Cybersecurity researchers are getting more worried that focusing on “rational” attackers such as the Chinese might be a dangerous way to go, and the country needs to fear the irrational types more.
For years now the US national security experts have believed that “rational” super powers like China or Russia were their main adversaries.
But now there are growing concerns that extremist groups, rogue nations or hacker activists are infiltrating US systems to hunt for security gaps.
While they are not as clever as the rational times, they can bring in an element of surprise that is just as damaging.
For example HD Moore, chief research officer at the security firm Rapid7 discovered he could use the Internet to access the controls of some 30 pipeline sensors around the country that were not password protected.
While a rational opponent would not attack such a target unless they were at war, an irrational one would do it for the LOLz or to make a point.
A hacking expert who helps companies uncover network vulnerabilities, Moore said he found the sensors last month while analysing information in huge, publicly available databases of Internet-connected devices.
“We know that systems are exposed and vulnerable. We don’t know what the impact would be if somebody actually tried to exploit them,” he said.
Former US Homeland Security Secretary Michael Chertoff said he was worried the first destructive cyber-attack on US soil might resemble the Boston Marathon bombings in the sense that the suspects were unknown.
He told the Reuters Cybersecurity Summit that these are going to be modest-scale, impact attacks from all kinds of folks – hactivists, and criminals which might take down critical infrastructure.

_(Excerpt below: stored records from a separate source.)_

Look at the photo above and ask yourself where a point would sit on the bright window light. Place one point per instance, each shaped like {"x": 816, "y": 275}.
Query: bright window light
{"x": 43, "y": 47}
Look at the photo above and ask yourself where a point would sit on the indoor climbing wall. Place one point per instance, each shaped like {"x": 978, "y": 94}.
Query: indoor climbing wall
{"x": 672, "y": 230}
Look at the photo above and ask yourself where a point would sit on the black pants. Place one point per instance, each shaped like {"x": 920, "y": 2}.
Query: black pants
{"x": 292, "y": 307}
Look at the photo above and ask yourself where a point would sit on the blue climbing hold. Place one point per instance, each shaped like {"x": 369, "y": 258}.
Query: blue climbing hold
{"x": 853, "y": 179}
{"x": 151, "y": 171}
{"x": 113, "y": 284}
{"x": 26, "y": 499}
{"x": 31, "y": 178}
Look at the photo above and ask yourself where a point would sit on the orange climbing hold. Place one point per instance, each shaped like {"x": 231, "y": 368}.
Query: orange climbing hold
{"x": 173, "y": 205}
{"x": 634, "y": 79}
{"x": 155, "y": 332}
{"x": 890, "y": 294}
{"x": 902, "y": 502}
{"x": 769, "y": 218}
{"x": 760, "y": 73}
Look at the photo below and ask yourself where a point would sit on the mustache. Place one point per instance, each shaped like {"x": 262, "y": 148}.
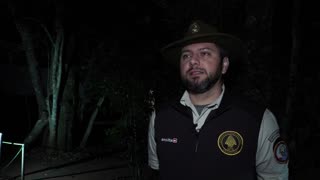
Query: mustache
{"x": 195, "y": 69}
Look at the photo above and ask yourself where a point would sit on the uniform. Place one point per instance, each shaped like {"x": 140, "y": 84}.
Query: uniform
{"x": 229, "y": 139}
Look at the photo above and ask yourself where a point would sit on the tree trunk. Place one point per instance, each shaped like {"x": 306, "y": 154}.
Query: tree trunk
{"x": 91, "y": 121}
{"x": 66, "y": 118}
{"x": 35, "y": 79}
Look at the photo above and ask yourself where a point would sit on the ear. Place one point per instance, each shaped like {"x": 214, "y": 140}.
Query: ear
{"x": 225, "y": 65}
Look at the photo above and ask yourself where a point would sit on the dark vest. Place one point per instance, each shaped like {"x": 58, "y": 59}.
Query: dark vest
{"x": 224, "y": 149}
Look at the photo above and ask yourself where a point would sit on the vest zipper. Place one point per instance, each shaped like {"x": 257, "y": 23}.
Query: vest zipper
{"x": 197, "y": 141}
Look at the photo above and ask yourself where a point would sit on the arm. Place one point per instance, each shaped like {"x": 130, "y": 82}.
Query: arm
{"x": 272, "y": 151}
{"x": 153, "y": 161}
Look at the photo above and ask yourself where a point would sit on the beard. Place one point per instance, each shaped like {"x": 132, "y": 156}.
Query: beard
{"x": 195, "y": 86}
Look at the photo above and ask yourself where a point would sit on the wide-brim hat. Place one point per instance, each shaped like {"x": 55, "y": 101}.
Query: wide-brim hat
{"x": 198, "y": 32}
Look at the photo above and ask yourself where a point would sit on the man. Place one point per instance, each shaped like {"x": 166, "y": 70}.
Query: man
{"x": 210, "y": 133}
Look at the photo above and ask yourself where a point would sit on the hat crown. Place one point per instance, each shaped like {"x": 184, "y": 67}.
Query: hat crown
{"x": 198, "y": 27}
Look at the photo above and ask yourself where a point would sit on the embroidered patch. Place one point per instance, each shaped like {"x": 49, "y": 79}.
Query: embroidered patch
{"x": 280, "y": 151}
{"x": 230, "y": 143}
{"x": 170, "y": 140}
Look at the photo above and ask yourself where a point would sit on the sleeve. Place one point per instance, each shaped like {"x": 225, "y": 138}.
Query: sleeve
{"x": 153, "y": 161}
{"x": 272, "y": 152}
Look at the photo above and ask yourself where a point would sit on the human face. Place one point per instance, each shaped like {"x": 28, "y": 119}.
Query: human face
{"x": 201, "y": 66}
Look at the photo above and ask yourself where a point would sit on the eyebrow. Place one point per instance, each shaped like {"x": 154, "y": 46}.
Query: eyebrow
{"x": 200, "y": 49}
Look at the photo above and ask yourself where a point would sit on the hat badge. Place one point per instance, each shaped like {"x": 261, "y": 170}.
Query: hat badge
{"x": 194, "y": 28}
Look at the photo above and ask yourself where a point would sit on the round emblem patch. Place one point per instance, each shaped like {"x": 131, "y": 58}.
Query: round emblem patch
{"x": 230, "y": 143}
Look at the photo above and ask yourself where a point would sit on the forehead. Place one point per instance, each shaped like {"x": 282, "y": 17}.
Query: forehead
{"x": 198, "y": 46}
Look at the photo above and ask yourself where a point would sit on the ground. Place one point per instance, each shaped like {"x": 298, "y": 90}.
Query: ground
{"x": 80, "y": 165}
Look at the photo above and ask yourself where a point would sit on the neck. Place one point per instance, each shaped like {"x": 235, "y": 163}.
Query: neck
{"x": 207, "y": 97}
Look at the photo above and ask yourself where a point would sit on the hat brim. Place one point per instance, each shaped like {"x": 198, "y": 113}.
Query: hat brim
{"x": 235, "y": 47}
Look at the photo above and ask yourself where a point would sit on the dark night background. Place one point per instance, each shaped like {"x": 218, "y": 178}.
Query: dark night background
{"x": 113, "y": 47}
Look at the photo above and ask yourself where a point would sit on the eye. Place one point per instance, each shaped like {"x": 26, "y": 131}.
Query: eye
{"x": 205, "y": 53}
{"x": 185, "y": 56}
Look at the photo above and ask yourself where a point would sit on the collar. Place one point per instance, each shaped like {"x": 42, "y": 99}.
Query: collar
{"x": 186, "y": 101}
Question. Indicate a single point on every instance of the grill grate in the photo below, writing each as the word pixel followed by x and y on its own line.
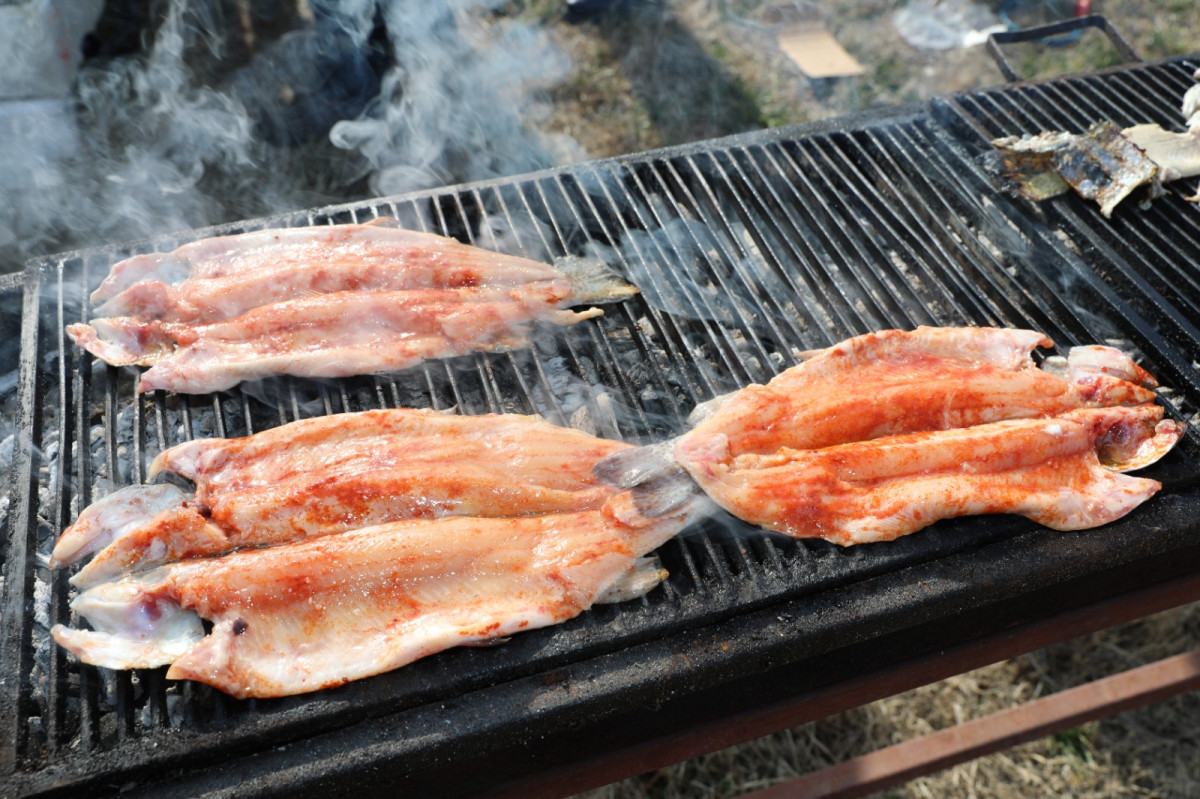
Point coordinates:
pixel 748 251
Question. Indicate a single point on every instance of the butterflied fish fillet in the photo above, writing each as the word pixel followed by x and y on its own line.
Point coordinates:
pixel 328 335
pixel 329 474
pixel 315 614
pixel 225 276
pixel 887 383
pixel 327 301
pixel 1047 469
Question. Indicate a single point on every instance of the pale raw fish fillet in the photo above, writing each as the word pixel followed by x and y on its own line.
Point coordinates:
pixel 319 613
pixel 1047 469
pixel 895 382
pixel 327 301
pixel 329 474
pixel 328 335
pixel 225 276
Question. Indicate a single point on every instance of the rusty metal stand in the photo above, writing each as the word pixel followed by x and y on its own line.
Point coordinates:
pixel 897 764
pixel 897 678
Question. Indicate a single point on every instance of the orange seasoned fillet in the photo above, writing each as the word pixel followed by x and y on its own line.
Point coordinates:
pixel 335 473
pixel 1061 472
pixel 319 613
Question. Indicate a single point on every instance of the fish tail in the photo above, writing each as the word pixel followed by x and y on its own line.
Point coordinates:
pixel 593 281
pixel 667 494
pixel 636 466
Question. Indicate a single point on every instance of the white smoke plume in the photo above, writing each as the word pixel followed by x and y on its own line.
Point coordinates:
pixel 149 143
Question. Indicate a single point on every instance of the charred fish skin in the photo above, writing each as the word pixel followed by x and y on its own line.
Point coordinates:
pixel 316 614
pixel 1104 164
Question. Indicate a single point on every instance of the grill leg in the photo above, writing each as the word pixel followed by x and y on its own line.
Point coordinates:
pixel 1000 731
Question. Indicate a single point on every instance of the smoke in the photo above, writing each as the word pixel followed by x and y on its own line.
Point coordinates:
pixel 199 127
pixel 453 107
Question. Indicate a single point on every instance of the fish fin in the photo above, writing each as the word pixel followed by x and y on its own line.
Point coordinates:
pixel 145 300
pixel 111 517
pixel 707 409
pixel 172 535
pixel 593 281
pixel 641 578
pixel 1098 359
pixel 629 468
pixel 664 494
pixel 123 341
pixel 136 625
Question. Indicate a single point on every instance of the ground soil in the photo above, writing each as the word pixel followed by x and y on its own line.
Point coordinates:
pixel 658 73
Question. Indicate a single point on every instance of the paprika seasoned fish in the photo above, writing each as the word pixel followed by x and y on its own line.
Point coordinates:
pixel 329 474
pixel 903 410
pixel 319 613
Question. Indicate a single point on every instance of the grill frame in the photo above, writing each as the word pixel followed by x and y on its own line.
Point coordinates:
pixel 875 608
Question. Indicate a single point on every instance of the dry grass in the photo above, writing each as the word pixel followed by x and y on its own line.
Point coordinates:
pixel 671 72
pixel 1153 751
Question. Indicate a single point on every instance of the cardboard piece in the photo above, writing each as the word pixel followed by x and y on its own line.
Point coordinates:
pixel 817 53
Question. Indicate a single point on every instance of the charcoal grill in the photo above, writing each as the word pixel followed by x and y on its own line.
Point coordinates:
pixel 749 251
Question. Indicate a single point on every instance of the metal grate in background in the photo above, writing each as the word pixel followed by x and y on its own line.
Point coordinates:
pixel 748 251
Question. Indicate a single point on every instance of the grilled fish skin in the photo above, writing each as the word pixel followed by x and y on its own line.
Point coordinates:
pixel 225 276
pixel 329 474
pixel 895 382
pixel 1105 163
pixel 1048 469
pixel 325 302
pixel 319 613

Iran and North Korea are also classed as irrationals because they do not really care about the impact their attacks have or being found out about them.
The Syrian Electronic Army is another. This is an activist group that has claimed responsibility for hacking the Twitter accounts of major Western media outlets.
The sort of attack they could carry out is like the one found by the Department of Homeland Security’s Industrial Control Systems Cyber Emergency Response Team, known as ICS-CERT. A flaw was found in equipment from Germany’s TURCK, which is used by manufacturers and agriculture firms in the United States, Europe and Asia.
The agency said attackers with “low” hacking skills could exploit the flaw, letting them remotely halt industrial processes
Dale Peterson, CEO of industrial controls systems security firm Digital Bond, told Reuters that infrastructure control systems are highly vulnerable to cyber-attacks because designers did not take security into consideration when they developed the technology.